Zema conseguiu manter quase 60% dos vetos votados por deputados em 2024 e 2025

Nos dois anos, 21 vetos do governador a projetos aprovados em plenário foram apreciados pela Assembleia Legislativa
Tadeu Leite e o governador Romeu Zema
Tadeu Leite e o governador Romeu Zema.

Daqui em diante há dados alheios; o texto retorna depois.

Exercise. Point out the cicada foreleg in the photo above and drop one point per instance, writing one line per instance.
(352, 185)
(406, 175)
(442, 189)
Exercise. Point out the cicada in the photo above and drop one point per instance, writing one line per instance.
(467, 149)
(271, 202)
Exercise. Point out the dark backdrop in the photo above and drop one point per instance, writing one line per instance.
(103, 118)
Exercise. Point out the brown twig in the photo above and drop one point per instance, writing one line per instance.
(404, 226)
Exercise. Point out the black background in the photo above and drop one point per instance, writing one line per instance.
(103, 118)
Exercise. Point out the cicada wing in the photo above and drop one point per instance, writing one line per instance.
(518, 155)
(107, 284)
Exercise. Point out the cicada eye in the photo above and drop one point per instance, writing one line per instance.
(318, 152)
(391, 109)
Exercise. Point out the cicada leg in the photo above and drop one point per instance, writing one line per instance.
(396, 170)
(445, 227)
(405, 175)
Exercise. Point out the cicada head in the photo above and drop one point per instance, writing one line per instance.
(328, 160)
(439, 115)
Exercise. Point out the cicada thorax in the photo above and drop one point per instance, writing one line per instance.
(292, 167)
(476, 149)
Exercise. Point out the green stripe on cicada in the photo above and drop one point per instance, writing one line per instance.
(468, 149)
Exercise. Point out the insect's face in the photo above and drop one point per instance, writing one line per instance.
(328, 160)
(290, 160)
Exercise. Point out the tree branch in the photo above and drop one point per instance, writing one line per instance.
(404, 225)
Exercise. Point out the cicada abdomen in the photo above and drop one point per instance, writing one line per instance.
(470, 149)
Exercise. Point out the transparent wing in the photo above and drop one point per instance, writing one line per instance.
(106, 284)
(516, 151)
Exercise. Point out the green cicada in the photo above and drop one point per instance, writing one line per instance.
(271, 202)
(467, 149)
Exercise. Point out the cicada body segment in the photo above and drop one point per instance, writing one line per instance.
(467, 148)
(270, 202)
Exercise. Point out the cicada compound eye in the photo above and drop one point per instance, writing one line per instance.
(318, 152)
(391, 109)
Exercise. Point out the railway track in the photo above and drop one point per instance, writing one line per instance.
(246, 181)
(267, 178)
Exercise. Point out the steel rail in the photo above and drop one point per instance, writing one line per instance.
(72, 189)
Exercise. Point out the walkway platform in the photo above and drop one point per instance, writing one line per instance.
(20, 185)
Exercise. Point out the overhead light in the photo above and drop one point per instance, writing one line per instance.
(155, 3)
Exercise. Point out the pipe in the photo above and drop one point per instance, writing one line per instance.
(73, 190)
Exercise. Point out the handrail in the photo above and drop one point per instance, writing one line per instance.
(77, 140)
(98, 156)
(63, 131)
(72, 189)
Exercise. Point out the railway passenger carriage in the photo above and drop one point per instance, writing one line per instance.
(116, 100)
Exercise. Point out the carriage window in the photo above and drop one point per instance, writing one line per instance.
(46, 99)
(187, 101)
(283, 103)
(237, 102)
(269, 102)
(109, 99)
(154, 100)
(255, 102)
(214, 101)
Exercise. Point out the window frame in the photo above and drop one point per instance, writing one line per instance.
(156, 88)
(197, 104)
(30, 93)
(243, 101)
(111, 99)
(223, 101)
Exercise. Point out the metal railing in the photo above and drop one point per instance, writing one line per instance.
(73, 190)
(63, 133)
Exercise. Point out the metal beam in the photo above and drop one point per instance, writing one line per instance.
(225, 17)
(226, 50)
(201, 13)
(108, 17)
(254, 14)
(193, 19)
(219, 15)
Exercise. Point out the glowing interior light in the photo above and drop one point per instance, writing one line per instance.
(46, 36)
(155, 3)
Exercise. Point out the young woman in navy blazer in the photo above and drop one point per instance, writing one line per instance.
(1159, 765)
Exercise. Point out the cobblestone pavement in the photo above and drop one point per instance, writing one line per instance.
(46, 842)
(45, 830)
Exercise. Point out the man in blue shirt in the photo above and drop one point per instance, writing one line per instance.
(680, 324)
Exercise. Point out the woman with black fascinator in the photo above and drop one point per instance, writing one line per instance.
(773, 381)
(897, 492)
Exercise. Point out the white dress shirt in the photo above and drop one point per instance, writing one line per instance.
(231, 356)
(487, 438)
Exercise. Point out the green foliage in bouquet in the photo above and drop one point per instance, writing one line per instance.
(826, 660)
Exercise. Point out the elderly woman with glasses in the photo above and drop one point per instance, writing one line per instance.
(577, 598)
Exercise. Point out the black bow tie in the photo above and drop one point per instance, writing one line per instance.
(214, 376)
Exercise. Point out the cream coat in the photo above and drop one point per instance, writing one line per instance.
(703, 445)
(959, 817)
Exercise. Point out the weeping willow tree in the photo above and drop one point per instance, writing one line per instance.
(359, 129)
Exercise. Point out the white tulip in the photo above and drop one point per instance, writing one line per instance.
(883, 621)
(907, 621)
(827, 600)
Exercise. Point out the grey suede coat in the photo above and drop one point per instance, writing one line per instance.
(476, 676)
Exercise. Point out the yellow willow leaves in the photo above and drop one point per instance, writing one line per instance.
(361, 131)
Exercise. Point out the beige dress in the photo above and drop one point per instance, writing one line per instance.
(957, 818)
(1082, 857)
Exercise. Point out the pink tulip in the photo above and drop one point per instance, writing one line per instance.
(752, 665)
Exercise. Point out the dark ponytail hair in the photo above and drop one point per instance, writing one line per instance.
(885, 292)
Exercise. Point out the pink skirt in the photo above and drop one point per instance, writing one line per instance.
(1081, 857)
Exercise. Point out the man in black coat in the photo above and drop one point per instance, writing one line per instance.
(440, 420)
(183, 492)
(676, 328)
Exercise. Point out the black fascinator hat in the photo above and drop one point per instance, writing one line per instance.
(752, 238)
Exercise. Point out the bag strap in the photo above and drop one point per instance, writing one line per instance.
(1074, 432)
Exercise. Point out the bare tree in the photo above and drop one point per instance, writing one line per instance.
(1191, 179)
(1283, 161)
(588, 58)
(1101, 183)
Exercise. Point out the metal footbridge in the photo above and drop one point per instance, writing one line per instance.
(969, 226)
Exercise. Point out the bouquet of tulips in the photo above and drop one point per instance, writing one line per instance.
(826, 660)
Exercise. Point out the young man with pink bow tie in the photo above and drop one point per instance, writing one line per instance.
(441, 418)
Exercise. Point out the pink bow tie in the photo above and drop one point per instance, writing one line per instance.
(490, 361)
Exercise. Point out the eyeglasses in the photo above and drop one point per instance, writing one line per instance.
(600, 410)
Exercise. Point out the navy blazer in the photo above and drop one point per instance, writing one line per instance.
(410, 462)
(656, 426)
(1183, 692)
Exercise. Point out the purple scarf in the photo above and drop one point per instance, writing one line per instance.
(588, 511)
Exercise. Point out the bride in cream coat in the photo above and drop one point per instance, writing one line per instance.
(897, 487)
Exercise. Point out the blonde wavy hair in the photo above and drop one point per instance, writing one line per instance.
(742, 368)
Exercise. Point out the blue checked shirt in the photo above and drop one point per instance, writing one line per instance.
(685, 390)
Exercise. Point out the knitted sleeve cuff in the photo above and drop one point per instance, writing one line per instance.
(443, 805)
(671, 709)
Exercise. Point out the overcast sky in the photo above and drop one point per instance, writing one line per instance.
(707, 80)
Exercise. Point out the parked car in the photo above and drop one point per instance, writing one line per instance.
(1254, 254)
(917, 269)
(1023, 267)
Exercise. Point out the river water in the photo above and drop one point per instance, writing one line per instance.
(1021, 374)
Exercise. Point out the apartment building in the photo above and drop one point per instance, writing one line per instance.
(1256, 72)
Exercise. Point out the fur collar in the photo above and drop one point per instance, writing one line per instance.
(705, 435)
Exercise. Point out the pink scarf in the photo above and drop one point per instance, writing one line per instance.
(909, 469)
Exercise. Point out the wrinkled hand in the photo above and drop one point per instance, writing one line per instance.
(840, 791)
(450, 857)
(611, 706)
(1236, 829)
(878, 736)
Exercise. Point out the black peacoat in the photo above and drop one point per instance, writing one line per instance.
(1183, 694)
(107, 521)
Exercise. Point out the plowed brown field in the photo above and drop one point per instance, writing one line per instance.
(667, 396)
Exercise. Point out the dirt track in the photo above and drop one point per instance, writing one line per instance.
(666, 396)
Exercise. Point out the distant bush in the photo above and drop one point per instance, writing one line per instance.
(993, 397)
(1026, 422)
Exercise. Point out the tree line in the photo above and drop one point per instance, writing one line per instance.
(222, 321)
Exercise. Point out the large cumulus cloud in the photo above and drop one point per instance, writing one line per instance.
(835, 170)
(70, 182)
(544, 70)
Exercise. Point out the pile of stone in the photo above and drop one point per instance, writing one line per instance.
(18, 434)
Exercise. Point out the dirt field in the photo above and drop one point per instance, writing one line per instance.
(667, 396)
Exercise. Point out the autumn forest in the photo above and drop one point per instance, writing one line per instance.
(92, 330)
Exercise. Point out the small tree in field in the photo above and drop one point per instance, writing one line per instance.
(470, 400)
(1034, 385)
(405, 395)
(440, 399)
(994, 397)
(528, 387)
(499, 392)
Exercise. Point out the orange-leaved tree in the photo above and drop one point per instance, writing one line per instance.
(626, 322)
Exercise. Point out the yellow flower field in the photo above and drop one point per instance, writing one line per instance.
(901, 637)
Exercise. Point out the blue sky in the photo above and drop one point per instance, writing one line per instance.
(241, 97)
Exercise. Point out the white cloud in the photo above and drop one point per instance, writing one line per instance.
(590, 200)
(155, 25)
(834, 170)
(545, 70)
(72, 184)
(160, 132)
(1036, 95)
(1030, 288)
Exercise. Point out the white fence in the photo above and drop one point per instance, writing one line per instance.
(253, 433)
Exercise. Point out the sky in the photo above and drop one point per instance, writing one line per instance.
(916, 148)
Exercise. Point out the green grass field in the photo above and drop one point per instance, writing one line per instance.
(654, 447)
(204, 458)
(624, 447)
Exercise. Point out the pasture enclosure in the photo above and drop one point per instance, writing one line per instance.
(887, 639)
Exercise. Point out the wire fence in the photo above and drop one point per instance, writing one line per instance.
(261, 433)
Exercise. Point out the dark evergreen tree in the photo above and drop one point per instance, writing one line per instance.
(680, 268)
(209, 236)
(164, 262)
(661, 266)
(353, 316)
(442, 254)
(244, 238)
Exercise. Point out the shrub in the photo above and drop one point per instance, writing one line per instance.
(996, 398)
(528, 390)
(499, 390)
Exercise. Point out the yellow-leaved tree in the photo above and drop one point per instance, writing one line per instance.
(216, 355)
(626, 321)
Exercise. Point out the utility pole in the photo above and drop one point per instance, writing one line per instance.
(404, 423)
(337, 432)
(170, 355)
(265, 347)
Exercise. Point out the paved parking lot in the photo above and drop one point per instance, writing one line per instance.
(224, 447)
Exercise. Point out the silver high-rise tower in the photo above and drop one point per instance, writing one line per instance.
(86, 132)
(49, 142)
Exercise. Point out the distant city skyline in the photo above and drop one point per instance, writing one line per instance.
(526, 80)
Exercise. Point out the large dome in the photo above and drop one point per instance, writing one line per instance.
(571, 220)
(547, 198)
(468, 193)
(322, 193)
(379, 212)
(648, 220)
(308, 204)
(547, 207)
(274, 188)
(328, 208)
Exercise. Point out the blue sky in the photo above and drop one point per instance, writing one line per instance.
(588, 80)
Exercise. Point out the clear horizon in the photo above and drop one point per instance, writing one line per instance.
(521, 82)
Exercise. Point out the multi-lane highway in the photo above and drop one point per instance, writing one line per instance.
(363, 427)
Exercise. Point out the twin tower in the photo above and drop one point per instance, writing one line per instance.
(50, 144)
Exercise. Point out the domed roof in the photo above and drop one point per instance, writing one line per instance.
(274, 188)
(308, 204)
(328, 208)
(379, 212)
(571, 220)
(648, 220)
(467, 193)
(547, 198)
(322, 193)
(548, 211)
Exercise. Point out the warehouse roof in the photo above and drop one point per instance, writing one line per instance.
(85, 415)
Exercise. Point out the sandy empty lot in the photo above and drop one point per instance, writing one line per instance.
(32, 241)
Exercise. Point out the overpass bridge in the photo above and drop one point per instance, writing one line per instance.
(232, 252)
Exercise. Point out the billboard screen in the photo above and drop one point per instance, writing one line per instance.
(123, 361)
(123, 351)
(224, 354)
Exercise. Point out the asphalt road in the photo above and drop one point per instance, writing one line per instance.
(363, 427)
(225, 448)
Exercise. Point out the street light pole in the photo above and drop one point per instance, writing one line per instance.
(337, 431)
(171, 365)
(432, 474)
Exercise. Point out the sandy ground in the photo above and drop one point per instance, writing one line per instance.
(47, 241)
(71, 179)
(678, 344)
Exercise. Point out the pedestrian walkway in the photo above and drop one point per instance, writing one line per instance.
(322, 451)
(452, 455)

Foto: Alexandre Netto/ALMG

A Assembleia Legislativa de Minas Gerais (ALMG) apreciou 21 vetos do governador Romeu Zema (Novo) entre 2024 e 2025, com vantagem do Executivo em 12 votações (57,1%), mas com derrotas relevantes, totais ou parciais, em projetos de sensibilidade política, social e fiscal, mesmo em um cenário de maioria governista no plenário.

Dos vetos a projetos aprovados em plenário, nove foram apreciados em 2025 e 12 em 2024.

Em parte das derrotas de Zema, parlamentares que integram ou orbitam a base governista votaram contra o veto, indicando atuação independente em matérias específicas e limites claros do Palácio Tiradentes na capacidade de controle do plenário.

Dos nove vetos analisados no ano passado, cinco foram mantidos, assegurando a posição do governo, enquanto quatro acabaram rejeitados — dois integralmente e dois de forma parcial. Em 2025, apesar das quatro derrotas em vetos, Zema conseguiu aprovar 27 propostas de lei.

Os revezes acontecem em matérias que tratavam, entre outros pontos, de regras para vistoria veicular, direitos de servidoras públicas em situação de violência doméstica, revisão do Plano Plurianual de Ação Governamental (PPAG) e comercialização de cães e gatos de raça.

Ano mais intenso

Em 2024, o embate foi numericamente mais intenso. Naquele ano, com 19 projetos do Executivo aprovados, a Assembleia apreciou 12 vetos.

Sete foram mantidos e cinco rejeitados, três de forma total e dois parcialmente. Os vetos derrubados envolveram temas como reajuste de servidores públicos, proteção a usuários do transporte individual, mudanças na legislação ambiental e dispositivos das diretrizes orçamentárias.

Palavra final

O veto é o instrumento pelo qual o governador impede, total ou parcialmente, a sanção de um projeto aprovado pelos deputados. Depois disso, cabe ao plenário decidir se mantém a decisão do Executivo ou se a derruba, fazendo prevalecer, no todo ou em parte, o texto aprovado pela Assembleia.